Binary Tree Postorder Traversal
Given a binary tree, return the postorder traversal of its nodes' values.
Solution: Using Two Stack
The idea is to push reverse postorder traversal to a stack. Once we have reverse postorder traversal in a stack, we can just pop all items one by one from the stack This order of printing will be in postorder because of LIFO property of stacks.
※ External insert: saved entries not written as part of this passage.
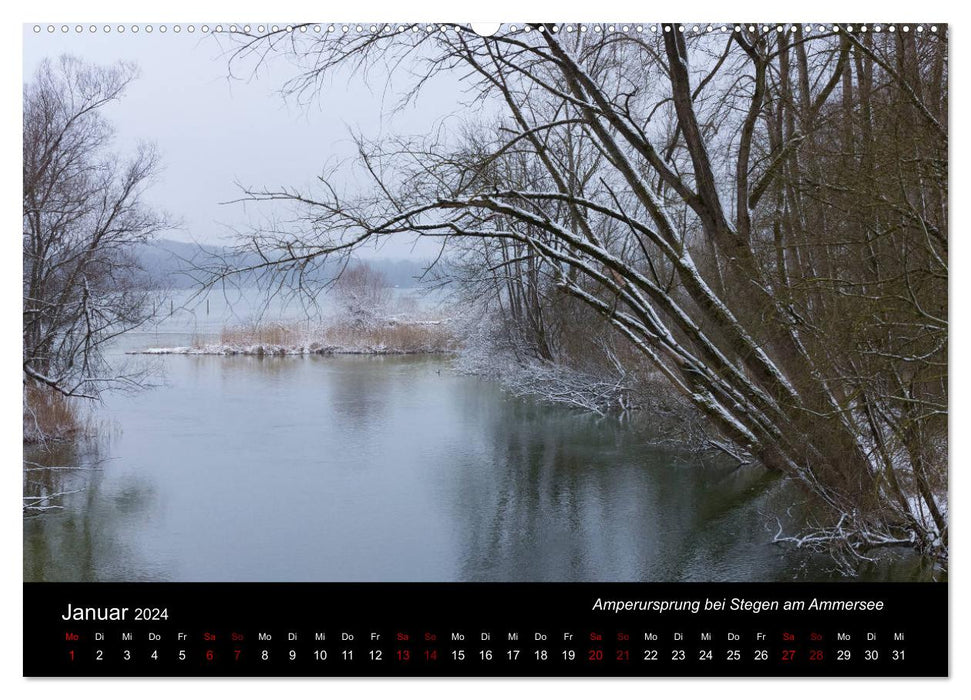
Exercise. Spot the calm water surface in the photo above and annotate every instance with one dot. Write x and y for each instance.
(387, 469)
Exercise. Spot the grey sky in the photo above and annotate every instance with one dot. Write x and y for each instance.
(213, 132)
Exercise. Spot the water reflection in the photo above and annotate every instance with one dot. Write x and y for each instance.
(392, 469)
vector<int> postorderTraversal(TreeNode* root) {
if (!root) return {};
vector<int> ans;
stack<TreeNode *> s1;
stack<TreeNode *> s2;
s1.push(root);
while (!s1.empty()) {
TreeNode *node = s1.top();
s1.pop();
if (node->left) s1.push(node->left);
if (node->right) s1.push(node->right);
s2.push(node);
}
while (!s2.empty()) {
ans.push_back(s2.top()->val);
s2.pop();
}
return ans;
}
Solution: Using One Stack
vector<int> postorderTraversal(TreeNode* root) {
if (!root) return {};
stack<TreeNode *> s;
unordered_map<TreeNode *, bool> visited;
vector<int> ans;
s.push(root);
while (!s.empty()) {
TreeNode *node = s.top();
if (visited[node]) {
ans.push_back(node->val);
s.pop();
} else {
if (node->right) s.push(node->right);
if (node->left) s.push(node->left);
visited[node] = true;
}
}
return ans;
}
Solution:
vector<int> postorderTraversal(TreeNode* root) {
if (!root) return {};
vector<int> res;
stack<TreeNode*> s{{root}};
while (!s.empty()) {
TreeNode *t = s.top(); s.pop();
res.insert(res.begin(), t->val);
if (t->left) s.push(t->left);
if (t->right) s.push(t->right);
}
return res;
}
Solution: Recursive
void postorderTraversalUtil(TreeNode *root, vector<int> &result) {
if(root == NULL) return;
postorderTraversalUtil(root->left, result);
postorderTraversalUtil(root->right, result);
result.push_back(root->val);
}
vector<int> postorderTraversal(TreeNode* root) {
vector<int> result;
postorderTraversalUtil(root, result);
return result;
}